Wednesday, October 17, 2012

Curry and Casual Vacancy

All these ridiculously poetic (and/or silly) phrases are rushing through my mind in search of an audience.  I know it's time to write when the sentences are self-serving.  Seriously, I referred to last year as "an existential journey."  I think it's suitable description albeit a little hifalutin.  So, I need to let my little mental gerbil take a spin on his proverbial wheel.

I'm sure autumnal sunshine is on the ingredient list of happiness.

There's another one.  And, I think that would be an excellent exercise to write ingredient lists of my emotions: happiness, sadness, pensiveness.

Happiness: autumnal sunshine, laughing with a friend, fresh air, unconscious smiling, a spirit of inhibition and kindness, gratitude, bouncy energy, mug of coffee, comfy, colorful clothes...

It'll do.

This is the turn of phrase that best describes my job.  It's not the spiritual and intellectual pinnacle of my existence... at least I hope not.  But, I don't mind going... or leaving.  The people are interesting and polite.

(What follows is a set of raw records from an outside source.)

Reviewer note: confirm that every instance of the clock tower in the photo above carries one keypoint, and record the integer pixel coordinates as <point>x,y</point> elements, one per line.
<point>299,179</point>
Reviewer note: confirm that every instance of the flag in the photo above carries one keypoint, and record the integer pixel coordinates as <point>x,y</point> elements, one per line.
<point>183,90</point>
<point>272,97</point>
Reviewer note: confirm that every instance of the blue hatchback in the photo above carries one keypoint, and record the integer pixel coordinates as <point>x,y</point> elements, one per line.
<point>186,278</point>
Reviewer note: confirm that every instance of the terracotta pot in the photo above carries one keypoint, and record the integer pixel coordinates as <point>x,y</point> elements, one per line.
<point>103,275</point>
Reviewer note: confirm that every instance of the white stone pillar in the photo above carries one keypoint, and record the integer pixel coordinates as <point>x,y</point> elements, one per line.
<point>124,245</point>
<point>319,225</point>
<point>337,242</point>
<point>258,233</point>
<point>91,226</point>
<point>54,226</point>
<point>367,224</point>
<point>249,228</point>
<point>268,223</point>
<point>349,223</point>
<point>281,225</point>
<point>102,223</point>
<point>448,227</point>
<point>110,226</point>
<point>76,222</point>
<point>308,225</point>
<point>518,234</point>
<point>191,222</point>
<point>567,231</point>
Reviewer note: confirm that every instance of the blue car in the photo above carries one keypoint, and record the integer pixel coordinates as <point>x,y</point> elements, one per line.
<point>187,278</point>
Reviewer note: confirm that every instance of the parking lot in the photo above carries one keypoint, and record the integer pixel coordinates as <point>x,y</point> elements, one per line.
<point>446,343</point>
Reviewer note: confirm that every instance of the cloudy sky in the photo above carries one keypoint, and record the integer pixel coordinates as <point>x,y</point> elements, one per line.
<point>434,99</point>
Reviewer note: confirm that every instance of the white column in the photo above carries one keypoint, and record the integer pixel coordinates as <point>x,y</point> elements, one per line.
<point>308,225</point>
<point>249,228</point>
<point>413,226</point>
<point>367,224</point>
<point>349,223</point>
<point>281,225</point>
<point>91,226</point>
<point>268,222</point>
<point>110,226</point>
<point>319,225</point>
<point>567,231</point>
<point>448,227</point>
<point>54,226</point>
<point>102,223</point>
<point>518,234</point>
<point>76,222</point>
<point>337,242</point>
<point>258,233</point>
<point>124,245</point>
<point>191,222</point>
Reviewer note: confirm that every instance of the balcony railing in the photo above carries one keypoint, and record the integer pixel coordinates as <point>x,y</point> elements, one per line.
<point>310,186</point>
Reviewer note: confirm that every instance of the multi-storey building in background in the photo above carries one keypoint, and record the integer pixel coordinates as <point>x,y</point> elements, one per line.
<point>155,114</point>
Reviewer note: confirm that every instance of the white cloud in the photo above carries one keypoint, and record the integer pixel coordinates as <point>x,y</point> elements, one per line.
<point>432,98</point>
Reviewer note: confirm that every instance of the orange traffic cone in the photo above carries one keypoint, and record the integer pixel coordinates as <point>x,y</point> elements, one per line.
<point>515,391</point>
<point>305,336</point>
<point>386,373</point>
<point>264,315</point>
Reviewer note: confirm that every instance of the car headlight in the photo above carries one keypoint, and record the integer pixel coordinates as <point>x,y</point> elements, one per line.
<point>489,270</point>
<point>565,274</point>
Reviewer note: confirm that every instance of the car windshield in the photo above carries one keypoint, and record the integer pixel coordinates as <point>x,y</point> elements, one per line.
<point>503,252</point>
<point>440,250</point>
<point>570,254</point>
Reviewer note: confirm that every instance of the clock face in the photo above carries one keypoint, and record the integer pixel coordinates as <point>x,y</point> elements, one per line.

There's a lot to learn.  It's a lot easier than teaching.

The bonus to this okay job is that I have time and energy to do other things.

Like cook.  pumpkin curry with lentils and apples  Except I made it with acorn squash instead of pumpkin.  It's fantastic.  Very fall.  But, dear God, I'll never cut a raw acorn squash again.

Like read for fun.  I highly recommend Casual Vacancy. It's literature.  Keen insights into the human condition and fantastic sentences.  Even better than mine. (haha)  I'll review it when I finish it.

Like teach a class.  I'm getting ready to teach.

Like look for a part-time job substituting.

Like go hiking in the mountains next week.

Like work out.  Today I familiarized myself with the my options.  Maybe I'll be inspired to actually work out.

Like meet friends for lunch.  Multiple lunch dates.  Super nice.



I have a growing realization that life is hard and God is good.

If I were to condense my theology of right now, this would be the sentence.  It's neither poetic nor silly.   I used to think life should be easy.  Now I'm getting that it isn't.  I guess, it's a blessing that it's taken me this long to figure it out.